"Życie jest zupełnie inne". Dwa lata po katastrofie

"Życie jest zupełnie inne"
"Życie jest zupełnie inne"
Źródło: TVN24

- Trzeba było zrezygnować z wielu planów. Marzeń, które mieliśmy wspólnie - przyznaje Jacek Świat, wdowiec po posłance PiS, Aleksandrze Natalli-Świat. W specjalnym wydaniu programu "Polski i Świat" o życiu po katastrofie pod Smoleńskiem opowiadają również rodzinny innych ofiar, a także m.in. Rosjanie, ludzie z ruchu Solidarni 2010 i polscy archeolodzy, którzy pracowali na miejscu katastrofy.

- Tata był bardzo aktywną osobą. Otrzymywałem zaproszenia od różnych osób, na które starałem się w miarę możliwości odpowiedzieć. Dosłownie zaraz po powrocie ze Smoleńska miał złożyć projekt w Sejmie. Chcąc wypełniać te jego zobowiązania, postanowiłem się tym zająć. To była próba zastąpienia ojca. Na tyle, ile mogłem - opowiada Jakub Płażyński, syn tragicznie zmarłego Macieja Płażyńskiego.

Forma inspiracji

Tradycję tragicznie zmarłego ojca kontynuuje również Paweł Kurtyka. - Dla mnie formą inspiracji, płynącej z pracy mojego taty, było założenie stowarzyszenia Studenci dla Rzeczypospolitej. To forma pracy dla Polski, podnoszenia ważnych tematów - tłumaczy syn byłego szefa IPN, Janusza Kurtyki.

Inny tryb życia

Po katastrofie smoleńskiej do nowego życia musiał przystosować się również Jacek Świat, wdowiec po posłance PiS, Aleksandrze Natalli-Świat.

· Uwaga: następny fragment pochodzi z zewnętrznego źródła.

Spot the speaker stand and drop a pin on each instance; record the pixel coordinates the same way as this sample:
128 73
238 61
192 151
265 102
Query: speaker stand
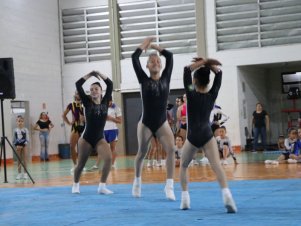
3 139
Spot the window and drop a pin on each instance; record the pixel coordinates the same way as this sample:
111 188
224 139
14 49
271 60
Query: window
257 23
86 34
171 21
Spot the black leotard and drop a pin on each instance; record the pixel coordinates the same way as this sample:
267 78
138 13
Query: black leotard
199 106
154 93
96 114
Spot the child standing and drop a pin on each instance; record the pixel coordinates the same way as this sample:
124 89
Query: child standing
21 140
288 154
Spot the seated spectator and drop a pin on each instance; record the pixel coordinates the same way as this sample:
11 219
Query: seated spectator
224 146
280 143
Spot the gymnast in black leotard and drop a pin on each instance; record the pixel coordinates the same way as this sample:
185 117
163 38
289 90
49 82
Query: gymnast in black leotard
154 95
96 110
199 135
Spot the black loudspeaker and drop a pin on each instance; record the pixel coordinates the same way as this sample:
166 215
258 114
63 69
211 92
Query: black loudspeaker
293 93
7 80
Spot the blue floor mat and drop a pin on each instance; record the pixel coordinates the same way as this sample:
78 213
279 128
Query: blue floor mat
259 202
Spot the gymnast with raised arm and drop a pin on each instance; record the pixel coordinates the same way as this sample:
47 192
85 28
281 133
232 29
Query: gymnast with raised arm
153 122
200 102
96 111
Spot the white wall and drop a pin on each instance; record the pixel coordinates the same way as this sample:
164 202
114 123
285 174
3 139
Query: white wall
228 97
30 34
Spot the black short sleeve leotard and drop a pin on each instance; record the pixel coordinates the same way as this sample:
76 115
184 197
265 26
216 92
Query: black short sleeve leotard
199 106
96 114
154 93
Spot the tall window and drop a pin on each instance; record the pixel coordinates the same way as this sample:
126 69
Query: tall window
86 34
257 23
171 21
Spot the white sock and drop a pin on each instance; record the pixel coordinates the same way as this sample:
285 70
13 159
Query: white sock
185 200
136 190
169 183
103 190
226 192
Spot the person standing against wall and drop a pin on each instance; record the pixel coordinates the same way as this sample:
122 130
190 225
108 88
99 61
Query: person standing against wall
77 124
21 140
260 126
44 126
111 131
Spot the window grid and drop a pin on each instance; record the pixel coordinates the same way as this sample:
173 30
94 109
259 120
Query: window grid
257 23
86 34
172 22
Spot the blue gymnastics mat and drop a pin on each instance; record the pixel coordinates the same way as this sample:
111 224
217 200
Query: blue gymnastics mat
259 202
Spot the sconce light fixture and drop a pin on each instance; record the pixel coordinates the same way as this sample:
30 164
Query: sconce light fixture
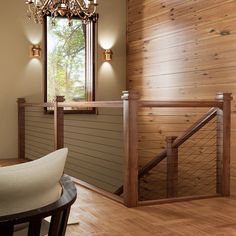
107 54
35 51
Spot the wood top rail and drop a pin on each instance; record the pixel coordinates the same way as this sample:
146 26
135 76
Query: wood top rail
199 103
111 104
119 104
96 104
37 104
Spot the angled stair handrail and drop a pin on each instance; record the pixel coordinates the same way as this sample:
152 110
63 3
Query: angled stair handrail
179 141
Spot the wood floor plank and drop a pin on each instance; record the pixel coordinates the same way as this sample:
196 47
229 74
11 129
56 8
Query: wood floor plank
100 216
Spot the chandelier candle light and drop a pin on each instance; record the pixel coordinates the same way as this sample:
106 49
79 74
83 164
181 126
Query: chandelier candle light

- Życie jest zupełnie inne, zupełnie inny tryb życia. Trzeba było zrezygnować z wielu planów, marzeń, które mieliśmy wspólnie - podkreśla Świat.

Marta Kaczyńska liczy, że zmarli tragicznie rodzice będą jednoczyć rodaków, a nie dzielić. - Im na sercu leżało dobro Polski, tak jak nam wszystkim powinno, bez względu na podziały polityczne - wspomina córka zmarłej w katastrofie pary prezydenckiej.